Los medios de comunicación son actores político-culturales dispuestos para legitimar y promover los valores y prácticas de la cultura dominante, atada, por supuesto a los ejercicios de poder de los miembros de la élite que suelen ser determinantes en la toma de decisiones políticas y económicas.

Para el caso colombiano, la prensa hegemónica defiende los valores de una sociedad católica, conservadora, premoderna, machista y patriarcal, lo que supone la defensa de la imagen de los hombres poderosos y sobresalientes en la vida económica, social y política acostumbrados a hacer lo que les viene en gana.

Cuando se trata de defender la imagen de expresidentes de la República, la prensa tradicional pro-establecimiento apela a la autocensura para evitar afectar la imagen de exmandatarios que resulten cuestionados moral y éticamente por hechos de corrupción, violencia política e incluso violencia sexual, en particular con menores de edad (niñas, niños y adolescentes).

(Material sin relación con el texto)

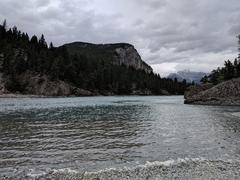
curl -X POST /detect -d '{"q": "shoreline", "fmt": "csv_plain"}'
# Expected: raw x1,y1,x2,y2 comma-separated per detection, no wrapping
0,94,183,99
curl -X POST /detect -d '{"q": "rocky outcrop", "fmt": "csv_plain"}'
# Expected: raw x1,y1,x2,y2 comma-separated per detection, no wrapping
64,42,153,73
185,78,240,106
114,45,153,73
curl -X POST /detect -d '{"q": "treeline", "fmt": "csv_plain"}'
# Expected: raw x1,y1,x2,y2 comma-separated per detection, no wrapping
201,59,240,84
0,21,187,94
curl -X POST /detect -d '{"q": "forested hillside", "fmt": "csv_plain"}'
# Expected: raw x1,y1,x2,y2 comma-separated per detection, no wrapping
0,21,187,95
201,59,240,85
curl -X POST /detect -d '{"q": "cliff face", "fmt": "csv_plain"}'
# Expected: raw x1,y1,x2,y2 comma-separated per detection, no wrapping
64,42,153,73
185,78,240,106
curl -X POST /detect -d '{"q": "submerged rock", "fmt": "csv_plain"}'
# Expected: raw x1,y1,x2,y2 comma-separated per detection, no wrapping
184,78,240,106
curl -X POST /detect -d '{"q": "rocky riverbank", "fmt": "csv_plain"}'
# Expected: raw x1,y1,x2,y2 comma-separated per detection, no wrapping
184,78,240,106
0,71,170,98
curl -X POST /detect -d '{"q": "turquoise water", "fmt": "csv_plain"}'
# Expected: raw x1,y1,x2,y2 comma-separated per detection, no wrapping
0,96,240,179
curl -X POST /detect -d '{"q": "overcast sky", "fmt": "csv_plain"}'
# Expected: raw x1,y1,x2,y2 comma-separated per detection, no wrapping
0,0,240,76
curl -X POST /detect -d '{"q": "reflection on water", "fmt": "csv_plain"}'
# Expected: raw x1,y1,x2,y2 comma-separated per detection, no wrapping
0,96,240,177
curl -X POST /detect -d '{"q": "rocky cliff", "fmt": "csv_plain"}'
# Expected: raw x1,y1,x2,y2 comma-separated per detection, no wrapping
64,42,153,73
185,78,240,106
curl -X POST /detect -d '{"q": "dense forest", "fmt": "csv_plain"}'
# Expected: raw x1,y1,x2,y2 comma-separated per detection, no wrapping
201,35,240,85
0,21,187,94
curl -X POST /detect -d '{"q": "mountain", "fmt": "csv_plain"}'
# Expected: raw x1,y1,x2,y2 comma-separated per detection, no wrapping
0,21,187,96
64,42,153,73
168,70,207,84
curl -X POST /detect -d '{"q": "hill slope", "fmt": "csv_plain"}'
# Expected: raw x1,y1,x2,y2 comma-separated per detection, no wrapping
168,70,207,84
0,21,187,96
64,42,153,73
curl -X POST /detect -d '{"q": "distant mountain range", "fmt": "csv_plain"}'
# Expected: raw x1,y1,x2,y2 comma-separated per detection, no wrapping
168,70,207,84
0,23,187,96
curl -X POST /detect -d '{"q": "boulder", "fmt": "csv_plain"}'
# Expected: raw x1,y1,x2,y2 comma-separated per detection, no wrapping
185,78,240,106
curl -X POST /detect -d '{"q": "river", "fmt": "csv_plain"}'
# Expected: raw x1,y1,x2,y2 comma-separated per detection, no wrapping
0,96,240,179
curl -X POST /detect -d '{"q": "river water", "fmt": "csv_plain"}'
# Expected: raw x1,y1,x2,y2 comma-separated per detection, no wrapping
0,96,240,179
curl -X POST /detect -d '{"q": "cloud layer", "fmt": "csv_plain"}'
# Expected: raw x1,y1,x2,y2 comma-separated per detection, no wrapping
0,0,240,76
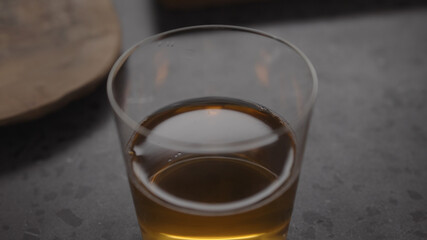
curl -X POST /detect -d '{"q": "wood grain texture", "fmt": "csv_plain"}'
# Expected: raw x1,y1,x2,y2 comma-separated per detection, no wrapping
0,0,120,125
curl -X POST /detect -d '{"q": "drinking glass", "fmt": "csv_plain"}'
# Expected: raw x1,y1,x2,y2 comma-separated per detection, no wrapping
107,25,317,240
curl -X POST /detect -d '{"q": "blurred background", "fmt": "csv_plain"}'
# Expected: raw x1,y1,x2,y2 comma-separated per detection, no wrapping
0,0,427,240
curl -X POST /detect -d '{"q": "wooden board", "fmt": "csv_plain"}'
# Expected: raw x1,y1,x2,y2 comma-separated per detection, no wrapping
0,0,120,125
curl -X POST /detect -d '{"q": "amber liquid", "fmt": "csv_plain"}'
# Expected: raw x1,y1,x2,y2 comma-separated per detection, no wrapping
128,98,298,240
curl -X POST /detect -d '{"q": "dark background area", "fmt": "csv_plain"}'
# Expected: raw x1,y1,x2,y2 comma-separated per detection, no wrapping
0,0,427,240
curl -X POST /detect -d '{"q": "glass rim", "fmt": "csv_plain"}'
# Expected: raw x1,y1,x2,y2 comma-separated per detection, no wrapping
107,25,318,152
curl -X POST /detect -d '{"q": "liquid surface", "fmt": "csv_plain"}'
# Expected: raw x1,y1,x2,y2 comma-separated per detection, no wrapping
129,98,298,240
152,157,276,203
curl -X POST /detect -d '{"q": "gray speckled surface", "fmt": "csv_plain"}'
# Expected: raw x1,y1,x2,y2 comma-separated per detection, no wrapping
0,0,427,240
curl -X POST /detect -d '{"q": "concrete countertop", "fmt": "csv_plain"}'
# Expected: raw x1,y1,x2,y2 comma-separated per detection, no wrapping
0,0,427,240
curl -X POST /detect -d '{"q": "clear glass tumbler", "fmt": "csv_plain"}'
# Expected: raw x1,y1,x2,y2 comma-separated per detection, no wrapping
107,25,317,240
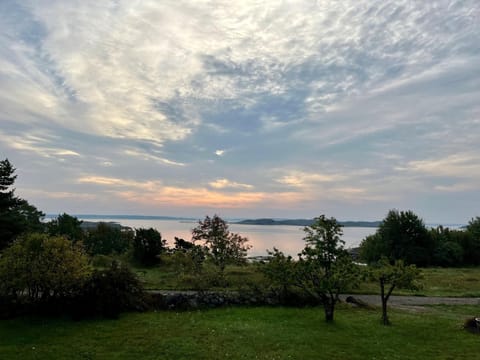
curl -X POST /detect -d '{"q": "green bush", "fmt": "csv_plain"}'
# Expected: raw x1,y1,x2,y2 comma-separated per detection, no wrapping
72,261,147,319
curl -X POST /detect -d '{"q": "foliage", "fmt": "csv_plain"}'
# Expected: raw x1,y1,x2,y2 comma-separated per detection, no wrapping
84,222,133,255
0,159,44,251
360,210,434,266
47,213,84,242
133,228,167,266
192,215,250,273
0,234,90,303
463,216,480,265
73,261,145,318
369,257,420,325
430,226,465,267
264,215,359,322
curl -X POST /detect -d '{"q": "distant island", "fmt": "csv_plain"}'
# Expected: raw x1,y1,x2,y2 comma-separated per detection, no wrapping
234,219,381,228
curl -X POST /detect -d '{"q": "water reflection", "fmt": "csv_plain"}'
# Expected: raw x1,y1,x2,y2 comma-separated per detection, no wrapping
81,219,376,256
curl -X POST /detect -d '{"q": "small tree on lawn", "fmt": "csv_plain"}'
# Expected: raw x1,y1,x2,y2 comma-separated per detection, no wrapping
370,257,420,325
192,215,251,275
296,215,359,322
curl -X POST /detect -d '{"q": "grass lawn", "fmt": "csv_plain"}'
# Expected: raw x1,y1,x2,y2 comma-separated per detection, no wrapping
0,306,480,359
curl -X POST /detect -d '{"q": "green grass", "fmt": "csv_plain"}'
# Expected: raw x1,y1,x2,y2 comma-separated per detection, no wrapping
354,267,480,297
0,306,480,359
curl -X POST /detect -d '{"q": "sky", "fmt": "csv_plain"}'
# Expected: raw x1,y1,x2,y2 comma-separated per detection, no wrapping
0,0,480,223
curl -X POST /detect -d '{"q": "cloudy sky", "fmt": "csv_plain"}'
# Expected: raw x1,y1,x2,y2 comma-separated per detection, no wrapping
0,0,480,223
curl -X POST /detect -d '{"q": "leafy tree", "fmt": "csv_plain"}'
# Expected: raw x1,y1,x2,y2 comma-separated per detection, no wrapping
0,159,44,251
192,215,250,274
360,210,434,266
73,261,146,318
260,248,296,302
173,236,195,252
133,228,167,266
263,215,360,322
0,234,90,303
430,226,464,267
369,257,420,325
173,237,208,275
462,216,480,265
84,222,133,255
296,215,358,322
47,213,84,242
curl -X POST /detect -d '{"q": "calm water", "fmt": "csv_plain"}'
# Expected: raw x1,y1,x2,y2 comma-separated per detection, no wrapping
81,219,376,256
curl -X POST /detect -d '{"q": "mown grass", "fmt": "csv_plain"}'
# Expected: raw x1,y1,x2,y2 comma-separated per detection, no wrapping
0,306,480,359
134,264,480,297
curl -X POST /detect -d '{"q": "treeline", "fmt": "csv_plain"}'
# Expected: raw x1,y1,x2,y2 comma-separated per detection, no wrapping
360,210,480,267
0,159,249,317
0,156,480,324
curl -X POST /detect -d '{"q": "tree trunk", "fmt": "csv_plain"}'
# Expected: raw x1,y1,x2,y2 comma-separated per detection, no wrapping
380,279,390,325
323,296,335,323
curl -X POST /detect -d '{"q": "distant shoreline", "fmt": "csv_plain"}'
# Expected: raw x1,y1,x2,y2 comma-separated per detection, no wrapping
234,219,381,228
45,214,466,229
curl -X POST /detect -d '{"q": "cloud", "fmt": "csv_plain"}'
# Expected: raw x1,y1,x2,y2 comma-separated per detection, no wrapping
0,0,480,222
209,179,253,189
276,171,344,187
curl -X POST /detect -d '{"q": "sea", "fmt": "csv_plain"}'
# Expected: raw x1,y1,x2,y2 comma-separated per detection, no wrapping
73,215,377,256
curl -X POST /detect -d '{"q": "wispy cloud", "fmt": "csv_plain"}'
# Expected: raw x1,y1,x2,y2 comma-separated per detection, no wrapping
0,0,480,222
209,179,253,189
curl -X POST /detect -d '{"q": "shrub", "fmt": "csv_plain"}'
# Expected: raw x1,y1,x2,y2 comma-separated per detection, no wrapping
73,261,147,319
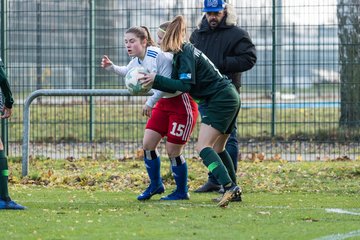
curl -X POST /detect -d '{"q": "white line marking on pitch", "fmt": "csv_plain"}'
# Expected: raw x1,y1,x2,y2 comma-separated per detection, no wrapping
314,230,360,240
325,208,360,216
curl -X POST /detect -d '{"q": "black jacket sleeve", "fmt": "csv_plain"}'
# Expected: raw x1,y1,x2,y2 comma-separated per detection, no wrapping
222,31,257,73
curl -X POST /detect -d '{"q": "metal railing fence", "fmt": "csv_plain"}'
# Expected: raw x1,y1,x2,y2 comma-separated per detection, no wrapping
0,0,360,160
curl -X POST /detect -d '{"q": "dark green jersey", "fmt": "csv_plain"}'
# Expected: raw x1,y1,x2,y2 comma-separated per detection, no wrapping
153,43,231,100
171,43,231,99
0,58,14,110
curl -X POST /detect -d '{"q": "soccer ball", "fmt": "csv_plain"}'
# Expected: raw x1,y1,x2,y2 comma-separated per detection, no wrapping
125,67,151,95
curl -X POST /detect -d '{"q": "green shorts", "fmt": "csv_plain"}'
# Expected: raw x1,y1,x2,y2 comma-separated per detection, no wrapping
201,84,241,134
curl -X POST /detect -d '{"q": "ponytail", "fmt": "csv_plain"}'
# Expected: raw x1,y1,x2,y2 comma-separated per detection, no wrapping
161,15,186,53
126,26,155,47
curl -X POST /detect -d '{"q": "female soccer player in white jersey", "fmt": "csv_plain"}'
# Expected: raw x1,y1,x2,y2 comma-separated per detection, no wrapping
101,26,198,200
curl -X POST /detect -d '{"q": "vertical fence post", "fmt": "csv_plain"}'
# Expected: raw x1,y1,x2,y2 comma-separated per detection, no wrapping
36,0,43,102
292,23,296,94
0,0,9,154
271,0,276,137
89,0,95,142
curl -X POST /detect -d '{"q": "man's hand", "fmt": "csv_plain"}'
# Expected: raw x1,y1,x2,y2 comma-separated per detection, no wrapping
101,55,113,68
143,104,152,118
139,73,156,87
1,106,12,119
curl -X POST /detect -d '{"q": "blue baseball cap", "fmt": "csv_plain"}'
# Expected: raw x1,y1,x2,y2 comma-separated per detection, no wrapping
203,0,225,12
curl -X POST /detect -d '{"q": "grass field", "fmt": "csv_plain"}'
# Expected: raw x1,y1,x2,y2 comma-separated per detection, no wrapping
0,159,360,240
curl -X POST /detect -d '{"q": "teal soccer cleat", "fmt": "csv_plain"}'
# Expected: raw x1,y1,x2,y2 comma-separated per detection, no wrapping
0,200,26,210
137,183,165,201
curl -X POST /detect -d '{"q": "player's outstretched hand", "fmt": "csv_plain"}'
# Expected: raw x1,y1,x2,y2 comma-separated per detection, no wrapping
101,55,113,68
139,73,156,88
1,106,12,118
143,104,152,117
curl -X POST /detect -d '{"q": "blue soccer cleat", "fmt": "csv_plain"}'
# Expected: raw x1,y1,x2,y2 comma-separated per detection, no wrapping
0,200,26,210
137,183,165,201
160,190,190,201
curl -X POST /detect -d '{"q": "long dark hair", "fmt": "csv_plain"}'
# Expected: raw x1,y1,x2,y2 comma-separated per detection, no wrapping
161,15,186,53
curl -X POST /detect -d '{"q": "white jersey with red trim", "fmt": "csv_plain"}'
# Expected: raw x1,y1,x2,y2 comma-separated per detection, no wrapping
106,46,181,107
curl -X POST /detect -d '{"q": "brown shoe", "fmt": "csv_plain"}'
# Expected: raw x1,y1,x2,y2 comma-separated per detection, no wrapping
217,186,241,207
194,181,221,193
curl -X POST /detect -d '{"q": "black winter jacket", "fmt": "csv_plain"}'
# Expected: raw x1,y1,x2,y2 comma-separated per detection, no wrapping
190,16,256,90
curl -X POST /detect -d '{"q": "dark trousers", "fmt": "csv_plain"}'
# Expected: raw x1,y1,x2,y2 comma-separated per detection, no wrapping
198,102,239,184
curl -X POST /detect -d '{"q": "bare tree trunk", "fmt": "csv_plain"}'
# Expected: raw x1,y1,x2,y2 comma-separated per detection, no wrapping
337,0,360,127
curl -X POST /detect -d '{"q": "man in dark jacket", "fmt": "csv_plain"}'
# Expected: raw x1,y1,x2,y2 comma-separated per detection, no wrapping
190,0,256,192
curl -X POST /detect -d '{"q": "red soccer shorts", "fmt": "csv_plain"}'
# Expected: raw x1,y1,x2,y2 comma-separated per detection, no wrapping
146,93,198,144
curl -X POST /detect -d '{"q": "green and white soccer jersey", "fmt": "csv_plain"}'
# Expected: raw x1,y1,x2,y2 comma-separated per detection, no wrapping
172,43,240,134
171,43,231,100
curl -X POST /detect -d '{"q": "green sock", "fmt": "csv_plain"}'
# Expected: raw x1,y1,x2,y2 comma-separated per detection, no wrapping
218,150,236,184
200,147,232,186
0,150,9,201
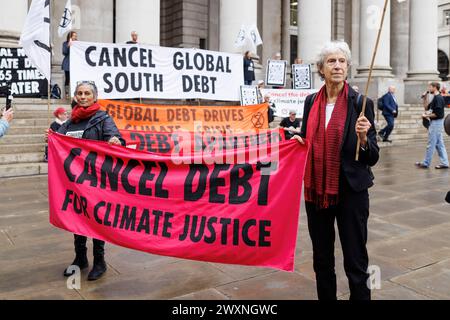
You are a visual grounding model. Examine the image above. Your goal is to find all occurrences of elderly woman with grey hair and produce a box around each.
[294,42,379,300]
[48,81,125,281]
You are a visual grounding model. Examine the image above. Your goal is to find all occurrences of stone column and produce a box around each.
[391,1,409,79]
[356,0,393,78]
[116,0,160,45]
[298,0,332,88]
[405,0,440,104]
[408,0,439,81]
[0,0,28,47]
[219,0,261,54]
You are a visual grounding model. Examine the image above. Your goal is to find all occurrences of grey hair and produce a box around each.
[316,41,352,77]
[73,81,98,101]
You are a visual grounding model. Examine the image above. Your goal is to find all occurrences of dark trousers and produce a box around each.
[380,114,395,140]
[73,234,105,257]
[305,178,370,300]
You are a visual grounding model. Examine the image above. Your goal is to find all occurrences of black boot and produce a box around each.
[64,235,89,277]
[88,239,107,281]
[88,256,107,281]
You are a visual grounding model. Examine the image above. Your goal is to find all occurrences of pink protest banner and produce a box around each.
[48,134,308,271]
[120,129,286,155]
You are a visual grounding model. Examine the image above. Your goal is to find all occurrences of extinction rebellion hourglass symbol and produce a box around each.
[59,8,72,28]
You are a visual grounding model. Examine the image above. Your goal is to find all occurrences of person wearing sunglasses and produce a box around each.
[46,81,125,281]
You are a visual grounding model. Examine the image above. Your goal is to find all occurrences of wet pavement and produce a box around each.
[0,141,450,300]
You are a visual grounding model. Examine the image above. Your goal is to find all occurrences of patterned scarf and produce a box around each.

También suelen apelar al uso de eufemismos con el objetivo de minimizar los efectos negativos en la imagen de los exjefes de Estado comprometidos en escándalos. Por estos días, y en virtud de la desclasificación de archivos del caso Jeffrey Epstein, que ensucia al presidente Donald Trump, varios medios hablan de “relaciones sexuales con menores”. De esa manera ocultan una realidad y un delito: se trata de violaciones, de relaciones no consentidas con adolescentes.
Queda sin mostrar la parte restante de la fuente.